Las Vegas Sun

April 16, 2024

Guest column:

Kavanaugh’s record on voting rights is alarming

The nomination of Brett Kavanaugh to the Supreme Court has sparked conversations about how a conservative majority of justices could affect historically oppressed communities.

At Make It Work Nevada, we resist policies and practices that constrict communities of color and women. While we know that a court with Kavanaugh in place of Anthony Kennedy could roll back abortion access, religious freedom, affirmative action and more, it’s important to remember that voting rights are on the chopping block too.

The possibility of living in a country with rampant voting restrictions is quickly becoming a reality with this announcement. In 2011, South Carolina attempted to implement a policy requiring stricter photo identification requirements for voters. Mind you, the lawmakers in support of this bill did not present one case of voter fraud as evidence of its need. These requirements would disproportionately affect black voters, and black legislators in South Carolina knew it. They staged a walkout when the first version of the bill was introduced to the House in 2009. In 2011, the bill was signed into law, but the federal government intervened, claiming such a law violated the Voting Rights Act.

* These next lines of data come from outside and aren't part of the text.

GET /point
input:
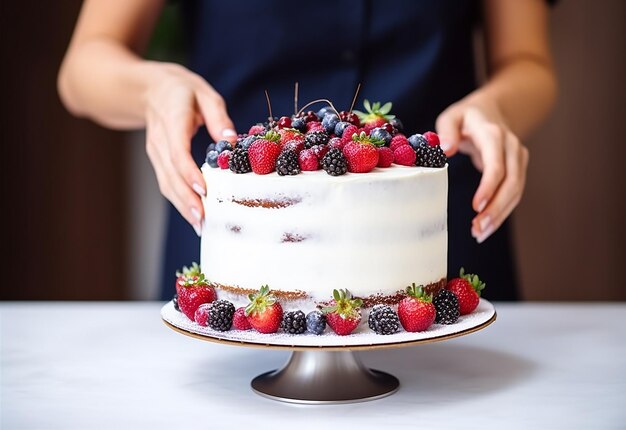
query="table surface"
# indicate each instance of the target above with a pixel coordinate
(115, 365)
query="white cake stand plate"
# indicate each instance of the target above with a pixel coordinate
(323, 369)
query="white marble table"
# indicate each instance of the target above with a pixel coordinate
(117, 366)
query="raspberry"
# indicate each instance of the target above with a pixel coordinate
(385, 157)
(398, 140)
(240, 320)
(308, 160)
(222, 159)
(404, 156)
(262, 155)
(432, 138)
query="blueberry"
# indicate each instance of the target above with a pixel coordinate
(222, 145)
(340, 127)
(330, 122)
(211, 158)
(416, 140)
(381, 134)
(299, 124)
(316, 322)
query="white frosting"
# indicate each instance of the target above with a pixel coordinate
(372, 233)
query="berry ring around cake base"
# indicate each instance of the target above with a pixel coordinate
(323, 369)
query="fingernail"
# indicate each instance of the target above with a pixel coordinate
(198, 189)
(197, 229)
(228, 132)
(196, 214)
(484, 223)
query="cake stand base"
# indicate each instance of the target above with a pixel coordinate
(324, 377)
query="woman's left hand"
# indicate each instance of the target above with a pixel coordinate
(476, 127)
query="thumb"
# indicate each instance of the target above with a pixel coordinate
(449, 124)
(213, 110)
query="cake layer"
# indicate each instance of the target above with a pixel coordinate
(305, 235)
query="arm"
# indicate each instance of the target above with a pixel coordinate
(518, 95)
(103, 77)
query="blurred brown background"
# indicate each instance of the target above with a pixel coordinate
(82, 216)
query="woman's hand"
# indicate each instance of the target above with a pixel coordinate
(476, 127)
(177, 103)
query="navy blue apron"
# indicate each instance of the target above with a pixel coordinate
(416, 54)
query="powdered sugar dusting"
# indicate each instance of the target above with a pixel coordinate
(361, 337)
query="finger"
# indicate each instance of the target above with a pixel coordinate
(448, 125)
(508, 194)
(213, 109)
(489, 140)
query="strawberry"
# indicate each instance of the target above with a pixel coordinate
(432, 138)
(264, 152)
(467, 288)
(376, 116)
(416, 311)
(404, 155)
(264, 313)
(343, 314)
(361, 153)
(194, 291)
(240, 320)
(308, 161)
(181, 274)
(222, 159)
(385, 157)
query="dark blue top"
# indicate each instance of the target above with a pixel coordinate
(415, 53)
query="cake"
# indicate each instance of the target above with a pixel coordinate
(304, 236)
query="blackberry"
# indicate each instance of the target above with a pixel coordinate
(221, 315)
(239, 161)
(334, 162)
(316, 322)
(430, 156)
(287, 163)
(383, 320)
(315, 138)
(447, 307)
(294, 322)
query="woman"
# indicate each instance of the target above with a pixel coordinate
(417, 54)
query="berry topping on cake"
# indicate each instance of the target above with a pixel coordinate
(467, 288)
(316, 322)
(287, 163)
(308, 160)
(404, 155)
(223, 159)
(385, 157)
(375, 114)
(201, 316)
(430, 156)
(315, 138)
(263, 153)
(192, 292)
(343, 314)
(447, 307)
(294, 322)
(416, 311)
(239, 161)
(221, 315)
(334, 162)
(264, 312)
(432, 138)
(383, 320)
(240, 320)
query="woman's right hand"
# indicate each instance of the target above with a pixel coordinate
(178, 102)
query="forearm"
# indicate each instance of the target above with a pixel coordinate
(523, 90)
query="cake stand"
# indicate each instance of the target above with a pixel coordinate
(325, 369)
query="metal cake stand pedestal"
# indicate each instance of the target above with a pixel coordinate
(326, 369)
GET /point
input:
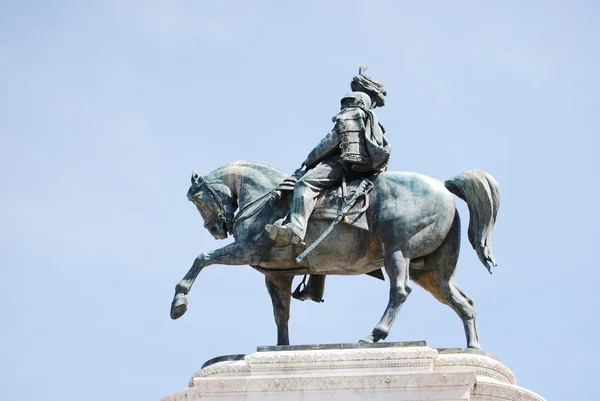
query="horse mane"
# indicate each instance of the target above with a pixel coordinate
(245, 163)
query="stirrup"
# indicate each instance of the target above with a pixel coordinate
(303, 293)
(282, 235)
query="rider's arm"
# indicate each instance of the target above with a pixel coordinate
(327, 146)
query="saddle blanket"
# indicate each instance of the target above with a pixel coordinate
(328, 205)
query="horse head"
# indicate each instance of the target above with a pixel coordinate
(215, 203)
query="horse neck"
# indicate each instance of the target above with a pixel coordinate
(248, 180)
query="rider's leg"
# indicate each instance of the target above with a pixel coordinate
(325, 175)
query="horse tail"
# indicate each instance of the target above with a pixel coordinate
(480, 191)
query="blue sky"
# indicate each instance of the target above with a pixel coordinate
(106, 107)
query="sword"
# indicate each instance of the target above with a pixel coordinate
(363, 190)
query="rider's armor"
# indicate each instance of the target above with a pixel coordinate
(350, 127)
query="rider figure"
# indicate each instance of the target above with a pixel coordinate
(356, 144)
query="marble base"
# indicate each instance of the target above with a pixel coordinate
(381, 372)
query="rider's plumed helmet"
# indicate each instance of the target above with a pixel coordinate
(357, 99)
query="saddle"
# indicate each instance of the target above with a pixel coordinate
(329, 202)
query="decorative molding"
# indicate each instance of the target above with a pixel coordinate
(480, 361)
(491, 391)
(320, 356)
(399, 382)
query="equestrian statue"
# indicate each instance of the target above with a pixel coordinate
(343, 213)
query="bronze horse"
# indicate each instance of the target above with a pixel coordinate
(414, 233)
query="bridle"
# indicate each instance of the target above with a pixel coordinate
(221, 216)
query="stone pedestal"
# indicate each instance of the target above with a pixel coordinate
(388, 371)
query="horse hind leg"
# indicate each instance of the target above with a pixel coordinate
(280, 290)
(397, 268)
(437, 277)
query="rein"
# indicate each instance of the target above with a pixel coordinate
(222, 213)
(259, 203)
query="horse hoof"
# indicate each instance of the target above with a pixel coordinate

The Voting Rights Act of 1965, fought for long and hard in the civil rights movement, outlawed methods used by southern states to prevent African-Americans from voting. The Voting Rights Act prohibits states from implementing such voting qualifications as the literacy test given to black voters in Jim Crow Alabama. In the case of South Carolina, the Justice Department rejected the law.

That’s where Kavanaugh comes in. As a judge on the Washington, D.C., Circuit Court of Appeals in 2012, he voted to uphold the South Carolina Voter ID law that the Obama administration had struck down. He denied the law’s potential impact of disenfranchising nearly 80,000 voters, insisting that the law was misunderstood by the Justice Department.

At the time of his judgment, 19 states had just implemented a slurry of voting restrictions that disproportionately targeted voters of color. These states included Alabama, Florida, Georgia, Mississippi, Tennessee, Texas and Virginia — all states with a deeply entrenched history of racism and voter suppression.

Fast forward to now. We are living in a country that just gutted the Voting Rights Act in 2013, removing provisions that required states with a history of voter suppression to obtain federal preclearance prior to implementing new voting requirements. If you pair that with the fact that SCOTUS conservatives supported voter purging and racial gerrymandering in recent years, you see that America has a very real possibility of going backward.

Americans are diverse in opinions and may think voter restrictions could improve U.S. elections by cutting down on fraudulent ballots. They may also think that requiring voters to produce different forms of photo identification is not too much to ask.

Neither of these is the case.

Many elected leaders reject the notion of voter fraud. House Speaker Paul Ryan, Sen. John McCain and Sen. Lindsay Graham, all Republicans, have all refuted the idea that false ballots are being cast in mass numbers. Nevada’s Secretary of State, Barbara Cegavske, reported that there was no evidence of voters casting illegal ballots in Nevada in the 2016 election.

As for the idea that requiring photo identification is an easy ask, consider Larrie Butler’s story. The South Carolina-born man moved to Maryland after serving in the military. In 2010, when he returned to South Carolina, he was told he needed a South Carolina ID to vote. The then-84-year-old jumped through numerous hoops to get the documentation required for an ID and voting access, all to be told he could not yet be part of their democratic process. Butler was born at a time when black people were not allowed in some hospitals in the South and as a result, he was born at home without a birth certificate.

All of this being the case, can we afford to put Kavanaugh in a position of power? The fight for equality has been a steady push, with each generation building upon the work of the prior, and our future has no room for racist policies. Join us in making sure the court is as fair as possible by urging our senators, Catherine Cortez Masto and Dean Heller, not to confirm Kavanaugh.

Carmella Gadsen is the organizing fellow for Make It Work Nevada, a legislative advocacy program for working families.